Democrats must be worried. Historically, Republican presidential nominees typically gain on Democrats throughout the fall. At this point in the game, Democrats need a substantial lead in order to emerge victorious in November.
What’s going wrong? Mainly, it’s the economy. It sucks. Still. Democrats say the President inherited the meltdown from Bush. But Americans blame Obama.
“The nation’s painfully slow pace of growth is now the primary threat to Mr. Obama’s bid for a second term, and some economists and political allies say the cautious response to the housing crisis was the administration’s most significant mistake,” reports The New York Times. Obama’s big screw-up: “He tried to finesse the cleanup of the housing crash, rejecting unpopular proposals for a broad bailout of homeowners facing foreclosure in favor of a limited aid program—and a bet that a recovering economy would take care of the rest.”
Recovery? What recovery?
The depressed housing market, coupled with the reduced purchasing power of tens of millions of Americans who lost their homes to eviction and/or foreclosure, makes recovery unlikely to impossible for the foreseeable future.
Many people, including yours truly, warned that the millions of Americans who were evicted under foreclosure, many of them illegally, were more “too big to fail” than Citigroup. Some, like former Congressman Jim Marshall (D-GA), voted for TARP, but urged the Obama Administration to condition the bailout on forcing the banks to refinance mortgages and write down principal to reflect the new reality of lower housing prices. “There was another way to deal with this, and that is what I supported: forcing the banks to deal with this. It would have been better for the economy and lots of different neighborhoods and people owning houses in those neighborhoods,” Marshall says.
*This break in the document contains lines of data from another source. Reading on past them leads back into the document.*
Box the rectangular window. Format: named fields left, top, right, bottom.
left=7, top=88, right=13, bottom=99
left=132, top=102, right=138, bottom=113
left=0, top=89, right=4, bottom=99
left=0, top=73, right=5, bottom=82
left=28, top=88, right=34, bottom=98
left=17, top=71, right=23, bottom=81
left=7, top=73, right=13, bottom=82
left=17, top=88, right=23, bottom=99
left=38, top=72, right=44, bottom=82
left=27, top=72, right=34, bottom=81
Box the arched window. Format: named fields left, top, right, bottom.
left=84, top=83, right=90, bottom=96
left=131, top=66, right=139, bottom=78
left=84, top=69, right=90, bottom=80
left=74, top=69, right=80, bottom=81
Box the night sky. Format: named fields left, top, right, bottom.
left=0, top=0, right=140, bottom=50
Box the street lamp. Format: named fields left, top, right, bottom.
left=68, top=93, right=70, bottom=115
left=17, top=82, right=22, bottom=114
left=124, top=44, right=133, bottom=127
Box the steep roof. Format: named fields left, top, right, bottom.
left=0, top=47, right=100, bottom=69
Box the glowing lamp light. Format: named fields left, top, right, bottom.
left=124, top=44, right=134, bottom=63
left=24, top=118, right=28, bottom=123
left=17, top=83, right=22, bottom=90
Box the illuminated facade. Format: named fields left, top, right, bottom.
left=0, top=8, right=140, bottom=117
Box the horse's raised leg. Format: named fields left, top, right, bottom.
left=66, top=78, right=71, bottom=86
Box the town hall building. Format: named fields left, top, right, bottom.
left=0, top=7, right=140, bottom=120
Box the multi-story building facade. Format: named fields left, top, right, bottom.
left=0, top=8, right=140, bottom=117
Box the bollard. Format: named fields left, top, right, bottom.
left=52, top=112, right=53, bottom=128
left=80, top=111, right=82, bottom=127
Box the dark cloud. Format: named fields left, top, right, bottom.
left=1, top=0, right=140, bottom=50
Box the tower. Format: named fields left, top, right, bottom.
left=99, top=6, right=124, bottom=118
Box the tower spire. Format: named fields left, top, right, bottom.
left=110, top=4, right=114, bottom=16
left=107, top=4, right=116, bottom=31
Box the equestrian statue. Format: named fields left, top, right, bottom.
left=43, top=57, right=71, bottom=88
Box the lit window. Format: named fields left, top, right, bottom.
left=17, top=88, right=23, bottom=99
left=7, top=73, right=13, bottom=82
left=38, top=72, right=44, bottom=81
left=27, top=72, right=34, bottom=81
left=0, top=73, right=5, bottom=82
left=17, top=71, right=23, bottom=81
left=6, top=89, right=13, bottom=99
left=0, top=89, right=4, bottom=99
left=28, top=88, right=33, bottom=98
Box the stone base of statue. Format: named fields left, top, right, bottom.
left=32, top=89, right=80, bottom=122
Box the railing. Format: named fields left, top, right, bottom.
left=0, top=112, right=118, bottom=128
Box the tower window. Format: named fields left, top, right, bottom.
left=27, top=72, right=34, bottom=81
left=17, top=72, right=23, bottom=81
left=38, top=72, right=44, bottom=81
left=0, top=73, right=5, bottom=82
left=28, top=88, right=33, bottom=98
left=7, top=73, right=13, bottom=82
Voters aren’t mad at Obama for not being clairvoyant. They’re pissed off because he ignored people who were smart and prescient in favor of those who were clueless and self-interested, like Tim Geitner. He may be about to pay a price for that terrible decision.
Tens of millions of Americans already have.
Speaking of leadership—the art of seeing what comes next and doing something about it—what looming problems are the political class ignoring today?
It’s too late to stop the 2008-to-2012 economic meltdown. But it’s still possible for Obama (or, theoretically, Romney) to get ahead of the economy—permanent unemployment benefits, anybody?—and other pressing issues.
Americans want leaders who point the way forward, to anticipate monsters we can’t yet imagine. For example, there is a huge looming crisis: pensions. In 10 to 15 years, Generation Xers will hit traditional retirement age. How will they eat?
Close to none have traditional defined-benefit pension plans. Gen Xers, who earn far less than the Baby Boomers at the same age, have been shunted into 401(k)s, which turned out to be a total ripoff: the average rate of return between 1999 and 2010 was 0.3 percent.
And much of that was withdrawn—under penalty—to subsist after layoffs.
“[Gen Xers] have no savings, and what they had was devastated by two market crashes,” said Andrew Eschtruth of the Center for Retirement Research. “They never got off the ground.”
If you’re 45 years old now and just beginning to save for retirement, financial planners say you should save 41 percent of your income annually (if you haven’t gotten laid off again). As if. Half of Gen Xers live hand to mouth; the rest save a piddling six percent a year.
The Gen X retirement crisis represents 46 million people waiting for a savior—and 46 million potential votes.
Attention Mssrs. Obama, Romney and anyone else presenting yourself as a would-be leader: Don’t just read the polls. Don’t follow us. Show that you care about, and have a credible plan to confront, the problems of the future. If you do that—and we’re not holding our breaths—we’ll pay attention to you.